For the translation into clinical practice of gene expression-guided repurposing, there is a need to connect transcriptomic signatures with clinical biomarkers and outcomes. An example of this in prostate cancer is the phase II ENACT trial, where three predefined gene expression signatures (androgen receptor activity (AR-A) score, Decipher Genomic Classifier (Decipher), and the Prediction Analysis of Microarray 50 (PAM50) cell subtype signature) of biopsies from patients exposed to a drug (enzalutamide) were collected to evaluate disease progression after therapy. The study found that high Decipher scores were associated with positive reactions to treatment, and high AR-A and PAM50 scores were associated with negative biopsy incidence [118]. Another example is the STREAM phase II trial, where a correlation was formed between men who have quicker prostate cancer relapse with aggressive genotypic signatures, showing the power of transcriptomic analysis for the prognosis of this cancer [119]. The inclusion of pharmacodynamic biomarkers, such as phosphoproteins, also helps in the design of clinical protocols and can inform treatment impacts and outcomes, as these are measured post-treatment and show if the drug under study reached the target and induced the pharmacological response intended [120]. These can be obtained from mRNA expression profiles and can either be for early efficacy or target engagement [121]. The overall inclusion of biomarkers and biomarker stratification in clinical trials can help to validate predictive biomarkers in oncology and create population subgroups and tailored treatments [122].
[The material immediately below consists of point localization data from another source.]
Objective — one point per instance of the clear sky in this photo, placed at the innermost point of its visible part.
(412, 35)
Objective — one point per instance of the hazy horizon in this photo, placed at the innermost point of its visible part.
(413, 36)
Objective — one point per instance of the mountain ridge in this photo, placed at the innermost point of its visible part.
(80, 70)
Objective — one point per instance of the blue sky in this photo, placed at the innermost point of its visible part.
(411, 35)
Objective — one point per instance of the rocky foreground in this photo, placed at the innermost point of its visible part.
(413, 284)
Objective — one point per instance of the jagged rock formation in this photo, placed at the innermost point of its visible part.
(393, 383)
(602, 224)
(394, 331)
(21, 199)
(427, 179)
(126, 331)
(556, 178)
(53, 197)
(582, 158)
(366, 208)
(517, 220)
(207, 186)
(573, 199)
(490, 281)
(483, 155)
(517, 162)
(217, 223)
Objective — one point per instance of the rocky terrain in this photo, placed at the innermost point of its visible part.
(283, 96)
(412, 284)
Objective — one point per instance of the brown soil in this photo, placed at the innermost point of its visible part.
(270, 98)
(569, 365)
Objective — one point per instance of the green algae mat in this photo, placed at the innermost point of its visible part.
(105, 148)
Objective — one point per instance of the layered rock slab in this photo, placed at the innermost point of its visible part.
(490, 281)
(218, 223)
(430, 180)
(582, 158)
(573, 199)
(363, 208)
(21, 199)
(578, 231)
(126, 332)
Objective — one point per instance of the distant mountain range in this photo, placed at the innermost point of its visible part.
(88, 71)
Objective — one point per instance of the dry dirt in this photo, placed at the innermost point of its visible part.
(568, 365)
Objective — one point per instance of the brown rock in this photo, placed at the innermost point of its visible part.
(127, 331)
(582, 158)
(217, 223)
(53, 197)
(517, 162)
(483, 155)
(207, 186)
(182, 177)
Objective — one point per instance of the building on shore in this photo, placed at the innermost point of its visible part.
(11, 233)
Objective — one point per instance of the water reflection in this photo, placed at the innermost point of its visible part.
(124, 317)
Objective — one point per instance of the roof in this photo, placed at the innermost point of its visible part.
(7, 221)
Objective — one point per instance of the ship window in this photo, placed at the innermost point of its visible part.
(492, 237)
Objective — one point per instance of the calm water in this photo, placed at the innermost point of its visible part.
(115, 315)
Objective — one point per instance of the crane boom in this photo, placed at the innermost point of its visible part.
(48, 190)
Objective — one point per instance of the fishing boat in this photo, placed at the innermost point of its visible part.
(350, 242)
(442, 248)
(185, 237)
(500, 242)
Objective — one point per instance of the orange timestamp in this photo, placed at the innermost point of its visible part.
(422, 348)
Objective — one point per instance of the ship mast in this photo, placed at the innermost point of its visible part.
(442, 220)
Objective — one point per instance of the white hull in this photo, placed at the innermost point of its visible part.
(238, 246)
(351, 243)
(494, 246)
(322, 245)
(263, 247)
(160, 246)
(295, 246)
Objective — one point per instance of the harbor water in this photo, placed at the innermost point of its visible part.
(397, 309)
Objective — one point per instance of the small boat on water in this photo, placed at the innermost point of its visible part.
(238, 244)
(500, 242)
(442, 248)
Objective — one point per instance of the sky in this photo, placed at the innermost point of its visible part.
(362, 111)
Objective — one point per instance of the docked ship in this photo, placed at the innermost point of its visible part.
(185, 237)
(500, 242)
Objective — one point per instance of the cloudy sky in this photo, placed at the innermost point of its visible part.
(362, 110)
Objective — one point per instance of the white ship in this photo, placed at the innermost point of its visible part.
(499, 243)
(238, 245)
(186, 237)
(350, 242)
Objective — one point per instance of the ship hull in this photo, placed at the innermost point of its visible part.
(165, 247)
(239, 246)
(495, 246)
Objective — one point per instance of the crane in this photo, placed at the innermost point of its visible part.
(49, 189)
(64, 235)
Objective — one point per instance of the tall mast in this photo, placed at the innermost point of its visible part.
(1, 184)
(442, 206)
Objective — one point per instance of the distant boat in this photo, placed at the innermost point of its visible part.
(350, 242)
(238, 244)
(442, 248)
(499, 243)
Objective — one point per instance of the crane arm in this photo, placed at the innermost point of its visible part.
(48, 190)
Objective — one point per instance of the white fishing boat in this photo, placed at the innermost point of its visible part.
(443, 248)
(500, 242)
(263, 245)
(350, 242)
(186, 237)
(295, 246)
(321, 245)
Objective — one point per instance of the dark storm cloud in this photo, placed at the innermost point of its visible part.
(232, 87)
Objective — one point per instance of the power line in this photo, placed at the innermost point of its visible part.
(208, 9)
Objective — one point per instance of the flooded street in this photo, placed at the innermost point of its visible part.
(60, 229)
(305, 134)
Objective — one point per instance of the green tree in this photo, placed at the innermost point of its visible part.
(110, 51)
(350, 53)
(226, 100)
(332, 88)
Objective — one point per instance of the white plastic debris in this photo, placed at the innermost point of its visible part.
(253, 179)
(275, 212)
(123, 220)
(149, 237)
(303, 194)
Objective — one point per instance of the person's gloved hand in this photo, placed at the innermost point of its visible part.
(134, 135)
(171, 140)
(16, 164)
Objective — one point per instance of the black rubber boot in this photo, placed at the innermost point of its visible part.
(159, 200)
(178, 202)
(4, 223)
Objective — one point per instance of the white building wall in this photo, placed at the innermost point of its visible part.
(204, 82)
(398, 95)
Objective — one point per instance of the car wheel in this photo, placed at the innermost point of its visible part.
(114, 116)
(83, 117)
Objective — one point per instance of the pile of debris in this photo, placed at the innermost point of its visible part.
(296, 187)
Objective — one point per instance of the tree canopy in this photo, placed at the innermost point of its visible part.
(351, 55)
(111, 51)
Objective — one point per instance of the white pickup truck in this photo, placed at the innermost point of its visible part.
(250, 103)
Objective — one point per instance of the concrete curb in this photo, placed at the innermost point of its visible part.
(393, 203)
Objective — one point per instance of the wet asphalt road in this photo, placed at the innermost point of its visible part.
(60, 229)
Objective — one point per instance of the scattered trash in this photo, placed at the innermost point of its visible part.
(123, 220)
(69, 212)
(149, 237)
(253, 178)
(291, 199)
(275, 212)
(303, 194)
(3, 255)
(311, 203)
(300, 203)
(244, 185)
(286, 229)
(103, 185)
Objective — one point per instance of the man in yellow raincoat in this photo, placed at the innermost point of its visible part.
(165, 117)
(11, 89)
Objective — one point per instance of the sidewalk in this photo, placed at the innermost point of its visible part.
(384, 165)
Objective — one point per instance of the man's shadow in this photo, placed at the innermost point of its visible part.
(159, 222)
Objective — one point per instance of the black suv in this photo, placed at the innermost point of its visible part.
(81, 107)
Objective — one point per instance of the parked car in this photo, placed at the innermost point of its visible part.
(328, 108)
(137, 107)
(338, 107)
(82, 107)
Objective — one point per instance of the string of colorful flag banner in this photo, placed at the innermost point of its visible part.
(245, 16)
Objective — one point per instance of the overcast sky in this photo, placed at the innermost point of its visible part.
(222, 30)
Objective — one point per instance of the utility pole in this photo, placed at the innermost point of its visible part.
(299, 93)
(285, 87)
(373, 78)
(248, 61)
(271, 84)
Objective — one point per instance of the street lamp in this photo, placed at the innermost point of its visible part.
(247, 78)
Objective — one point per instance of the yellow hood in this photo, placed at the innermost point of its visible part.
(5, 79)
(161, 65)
Taken together, for the future increased success of gene expression-guided repurposing of antiretrovirals in bladder and prostate cancers, it is mandatory to include functional studies and clinical observations, linking gene signatures with response endpoints in conjunction with transcriptomic profiling. Adding pharmacokinetic models, multi-omics, and biomarker studies can further inform these kinds of investigations and lead to the discovery of personalized oncologic therapies using antiretrovirals.

8. Conclusions
Gene expression-guided repurposing provides a systematic approach to discovering new therapy opportunities for bladder and prostate cancers, where heterogeneity and treatment resistance are still major challenges for treatment. The discovery of repurposed drugs that modulate dysregulated tumor-relevant pathways can be achieved by the comparison of drug and disease transcriptomic signatures. Signature reversal can help with tumor progression, therapy resistance, and cellular stress responses. Antiretrovirals have emerged as candidates for this process due to their effect on several cancer pathways.
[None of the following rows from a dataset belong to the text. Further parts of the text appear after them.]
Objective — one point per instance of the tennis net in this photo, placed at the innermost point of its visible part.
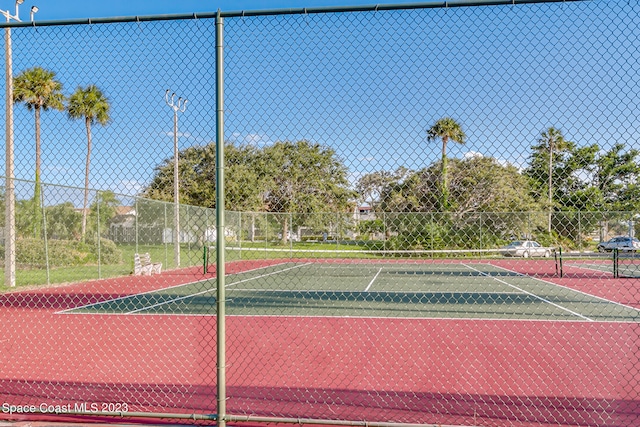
(547, 262)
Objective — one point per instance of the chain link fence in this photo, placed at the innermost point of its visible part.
(430, 217)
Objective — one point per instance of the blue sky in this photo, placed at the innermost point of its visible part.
(368, 85)
(76, 9)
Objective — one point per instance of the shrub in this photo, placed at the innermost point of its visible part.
(64, 253)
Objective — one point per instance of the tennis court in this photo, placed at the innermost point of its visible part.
(451, 288)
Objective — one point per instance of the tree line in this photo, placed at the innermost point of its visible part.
(304, 178)
(39, 90)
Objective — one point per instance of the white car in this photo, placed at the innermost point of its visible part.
(621, 243)
(526, 249)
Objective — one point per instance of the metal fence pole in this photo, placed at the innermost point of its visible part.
(98, 233)
(220, 223)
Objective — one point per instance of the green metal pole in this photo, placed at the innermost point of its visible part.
(220, 223)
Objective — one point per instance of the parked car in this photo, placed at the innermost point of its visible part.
(526, 249)
(621, 243)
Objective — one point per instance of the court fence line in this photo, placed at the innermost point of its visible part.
(345, 96)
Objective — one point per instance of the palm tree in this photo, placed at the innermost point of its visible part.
(446, 129)
(91, 105)
(39, 90)
(552, 141)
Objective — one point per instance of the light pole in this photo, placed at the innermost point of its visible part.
(179, 105)
(10, 197)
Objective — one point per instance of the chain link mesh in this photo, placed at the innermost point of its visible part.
(430, 218)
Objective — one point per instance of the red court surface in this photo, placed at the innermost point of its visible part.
(431, 371)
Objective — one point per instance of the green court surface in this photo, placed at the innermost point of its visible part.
(448, 290)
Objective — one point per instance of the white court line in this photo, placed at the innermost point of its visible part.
(373, 280)
(160, 290)
(531, 294)
(209, 290)
(570, 289)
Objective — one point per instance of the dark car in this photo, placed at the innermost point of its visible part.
(526, 249)
(621, 243)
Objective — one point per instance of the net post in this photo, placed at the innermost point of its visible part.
(559, 267)
(220, 224)
(205, 259)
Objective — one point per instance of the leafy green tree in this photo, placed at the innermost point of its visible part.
(552, 146)
(39, 91)
(446, 129)
(102, 211)
(370, 187)
(63, 222)
(244, 183)
(304, 177)
(90, 104)
(617, 178)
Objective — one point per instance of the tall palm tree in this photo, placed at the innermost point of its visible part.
(552, 141)
(446, 129)
(39, 91)
(90, 104)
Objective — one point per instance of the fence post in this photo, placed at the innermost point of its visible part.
(220, 223)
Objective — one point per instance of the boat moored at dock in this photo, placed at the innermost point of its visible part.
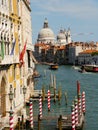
(89, 68)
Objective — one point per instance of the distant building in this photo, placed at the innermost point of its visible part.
(46, 34)
(64, 37)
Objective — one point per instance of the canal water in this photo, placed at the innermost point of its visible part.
(66, 80)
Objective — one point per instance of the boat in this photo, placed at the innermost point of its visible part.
(53, 66)
(89, 68)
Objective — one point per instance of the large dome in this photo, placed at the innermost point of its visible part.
(46, 34)
(61, 35)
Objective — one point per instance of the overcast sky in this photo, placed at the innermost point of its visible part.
(80, 15)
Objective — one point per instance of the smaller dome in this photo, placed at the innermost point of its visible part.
(46, 32)
(61, 35)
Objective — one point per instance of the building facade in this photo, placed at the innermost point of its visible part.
(15, 44)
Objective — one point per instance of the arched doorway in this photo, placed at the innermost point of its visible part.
(3, 98)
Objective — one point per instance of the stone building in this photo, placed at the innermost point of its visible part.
(15, 44)
(46, 34)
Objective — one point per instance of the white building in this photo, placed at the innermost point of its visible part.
(46, 34)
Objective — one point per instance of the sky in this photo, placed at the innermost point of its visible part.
(81, 16)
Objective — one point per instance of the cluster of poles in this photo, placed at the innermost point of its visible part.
(31, 111)
(78, 108)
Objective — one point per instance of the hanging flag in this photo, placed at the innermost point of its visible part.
(2, 49)
(13, 46)
(21, 56)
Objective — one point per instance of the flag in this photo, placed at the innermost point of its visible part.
(13, 46)
(2, 49)
(21, 56)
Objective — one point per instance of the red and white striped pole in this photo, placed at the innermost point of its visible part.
(83, 102)
(76, 112)
(31, 113)
(40, 106)
(48, 100)
(79, 105)
(11, 120)
(73, 116)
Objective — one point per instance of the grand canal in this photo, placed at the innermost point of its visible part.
(66, 78)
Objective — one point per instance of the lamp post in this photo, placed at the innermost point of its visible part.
(24, 92)
(11, 111)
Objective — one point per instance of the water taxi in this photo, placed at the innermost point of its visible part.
(90, 68)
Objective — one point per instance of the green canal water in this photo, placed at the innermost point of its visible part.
(66, 78)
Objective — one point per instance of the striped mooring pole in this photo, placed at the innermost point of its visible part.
(31, 114)
(73, 116)
(40, 106)
(76, 112)
(79, 104)
(83, 102)
(48, 100)
(11, 119)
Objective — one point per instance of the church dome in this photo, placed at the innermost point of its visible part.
(46, 34)
(61, 35)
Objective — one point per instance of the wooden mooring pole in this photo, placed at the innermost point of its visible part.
(22, 122)
(60, 122)
(66, 100)
(39, 120)
(18, 123)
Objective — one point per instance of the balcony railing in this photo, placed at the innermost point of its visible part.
(8, 59)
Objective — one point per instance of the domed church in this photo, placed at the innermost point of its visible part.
(64, 37)
(46, 34)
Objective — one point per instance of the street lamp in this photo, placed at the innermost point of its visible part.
(11, 94)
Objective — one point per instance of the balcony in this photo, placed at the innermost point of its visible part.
(8, 59)
(30, 47)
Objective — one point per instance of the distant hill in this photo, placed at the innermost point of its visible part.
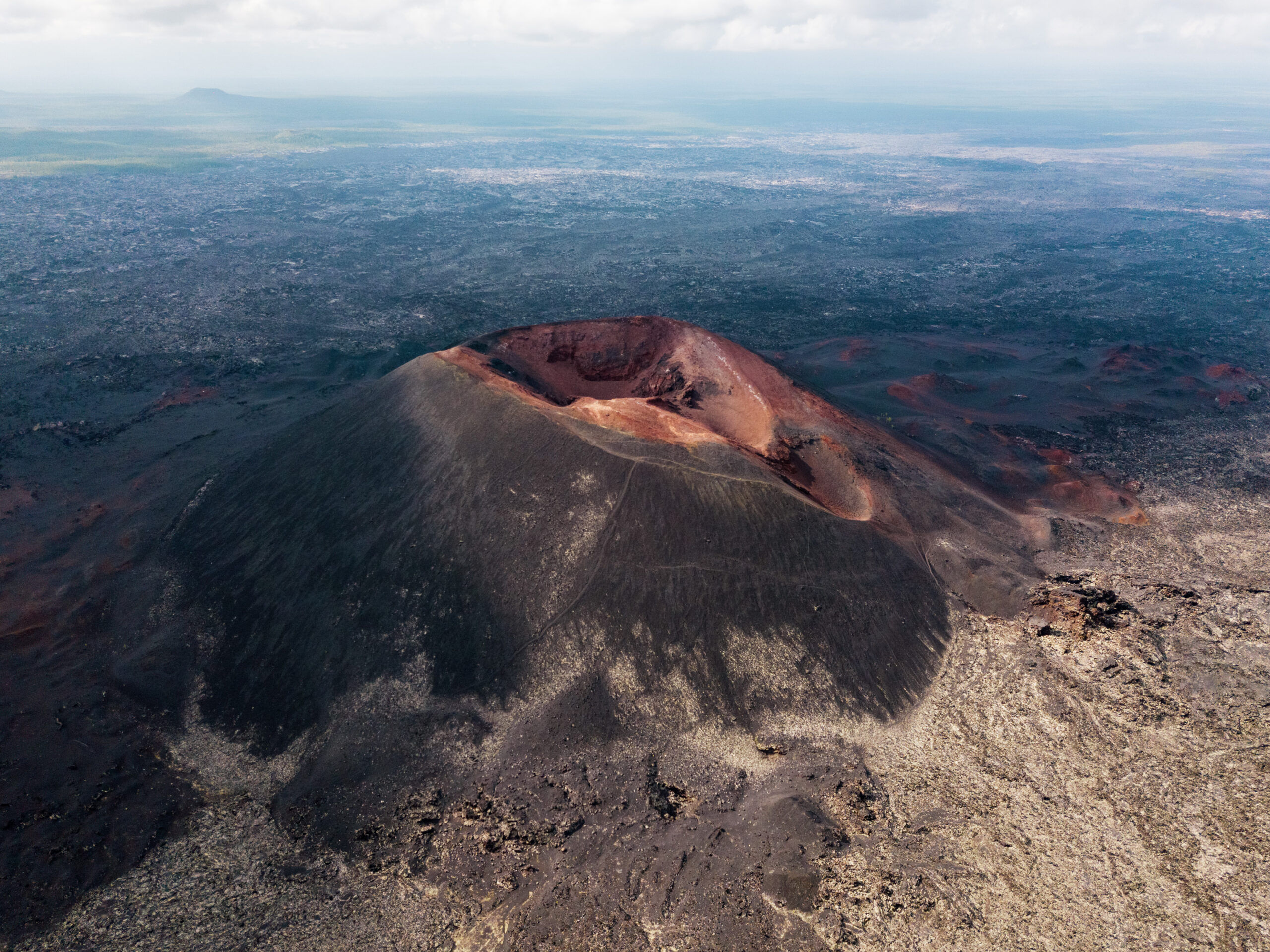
(216, 99)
It is, however, important to consider the challenges of translating transcriptomic predictions into clinical benefits presented by context-dependent gene expression, model-specific effects, and off-target mechanisms. Future progress in this area will require the integration of multi-omics, pharmacokinetic data, clinically relevant biomarkers, and functional validation together with transcriptomic data to translate results into clinical practice. Despite these challenges, and together with some improvements, gene expression-guided repurposing may support mechanism-informed repositioning of antiretrovirals in precision medicine for prostate and bladder cancers. We, therefore, frame antiretroviral repositioning as a mechanism-informed, biomarker-driven strategy, where transcriptomic context (subtype, lineage state, and pathway activity) defines the most plausible responder populations. This way, we distinguish antiretroviral repurposing from previous target and phenotypic-centered approaches by using transcriptomic and subtype strategies that are better aligned with precision oncology.